The Greatest Hits CD is more or less the same and has, if anything, even sparser information. Of the six panel booklet, one panel is given to the liner notes by Chick Crumpacker, which give a brief overview of Sinatra and Dorsey’s career together and a short biography of each man. Two more panels have the track list, including the songwriting and recordings date information and the credits for who worked on that particular reissue. The booklet and CD case also advertises other CDs in RCA Victor’s jazz-centric “Greatest Hits” line, which this CD is a part of. This suggests that this particular compilation was primarily aimed a neophytes, who would be drawn to the famous names on the front and the spiffy Al Hirschfield caricature on the cover, rather than more seasoned Sinatra/Dorsey fans.

Both of these CDs are technically out of print, but you can pick up inexpensive copies on Amazon and most other online marketplaces. (In store purchasing will, of course, be more of a crap shoot.) I could recommend The Essential Frank Sinatra with the Tommy Dorsey Orchestra as a good in-print alternative to these two CDs, but I don’t think I can REALLY recommend a Sinatra/Dorsey CD that doesn’t have “Let’s Get Away From It All” on it. And, of course, the true die-hard can track down the out-of-print, but still fairly easy to find This Song Is You box set, which does away with the whole track list problem by just including everything. If you like this style of music and can find it for a nice price, I’d almost recommend going that route. (Buyer beware, though: This Song Is You came out when cassette tapes were still regularly sold and plenty of the cheaper copies floating around are of the cassette version. If format like that is the kind of thing that’s important to you, be wary if you decide to buy.) But again, unless you know of some particular favorite from that period, almost any compilation will do. No matter what songs are on it, you’ll still get that smooth, glowing Sinatra/Dorsey combination. And really, isn’t that why you’d buy one of these albums anyways?
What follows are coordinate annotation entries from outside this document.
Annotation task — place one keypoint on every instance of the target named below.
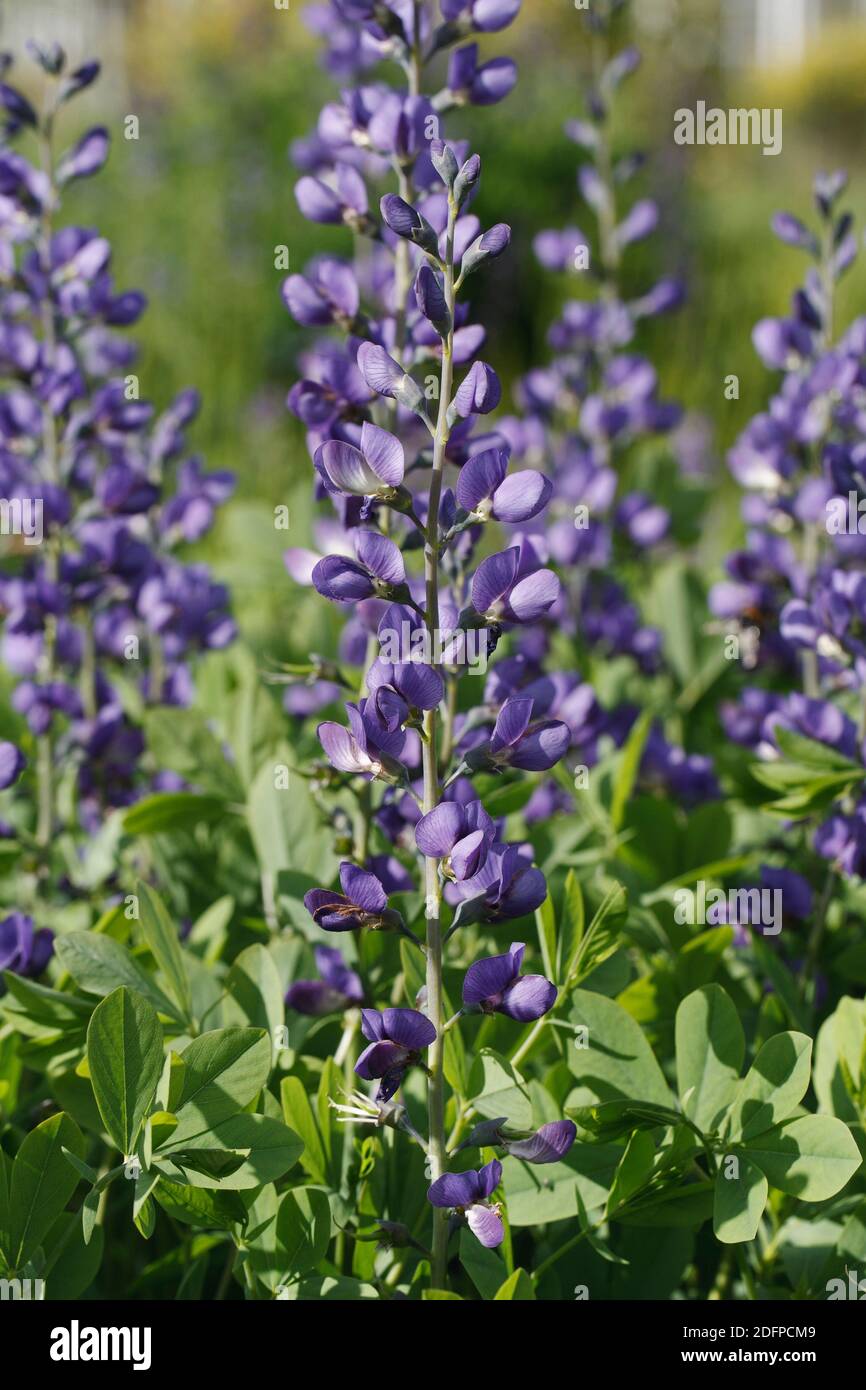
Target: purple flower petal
(533, 597)
(384, 453)
(512, 722)
(494, 578)
(551, 1143)
(455, 1190)
(438, 831)
(528, 998)
(521, 496)
(363, 888)
(380, 556)
(488, 977)
(480, 477)
(409, 1027)
(489, 1176)
(378, 1059)
(485, 1223)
I find it interesting/telling that that 2-disc Essential set only has a little over half of the songs that appear on I’ll Be Seeing You and Greatest Hits combined. That’s often the trick with these older, pre-33 & 1/3 album acts: their songs, while not always completely interchangeable, were often pretty samey. It’s sometimes more important that Sinatra, Dorsey, & Co. are performing A slow, romantic ballad rather than a PARTICULAR slow, romantic ballad. It also shows, in a certain respect, how little the specific track listings of CDs focusing on this era of Sinatra’s career matter. Each one only bothers to include one of the two biggest hits of Sinatra had with the band (“I’ll Never Smile Again” on Greatest Hits, “There Are Such Things” on I’ll Be Seeing You) and the success that a song had in the 1940s seems to have had little impact on whether or not it would be selected for a CD track list.[1] This is exacerbated by the fact that, well, this isn’t really a well-remembered period of Sinatra’s career in the first place. Unless you were listening to it as it came out in the early 1940s or are a real fan of Sinatra and/or Dorsey and/or big band music in general, you probably don’t have any strong feelings on a specific song that appears on any of these CDs. There aren’t any songs from this period that everyone would expect to be on it, no early ‘40s equivalent of “My Way.” However, don’t let that deter you from seeking out this music. It’s well worth listening too, even if Sinatra and Dorsey are better at capturing a certain kind of style than crafting a specific pop song that only they could have come up with.

(Fun fact: some of this music was mastered from glass parts. Didn’t know you could record sounds to glass. The More You Know!)


[1] Of course, determining what qualified as a hit in American music prior to 1954, when the Billboard charts as we know them first got organized, is a crapshoot at best. Even the best (and, until very recently, only real) source I found, Joel Whitburn’s Pop Memories 1890-1954, admits that its findings were cobbled together from a variety of sources and involved a certain amount of guess work and approximation to make any of the information useful.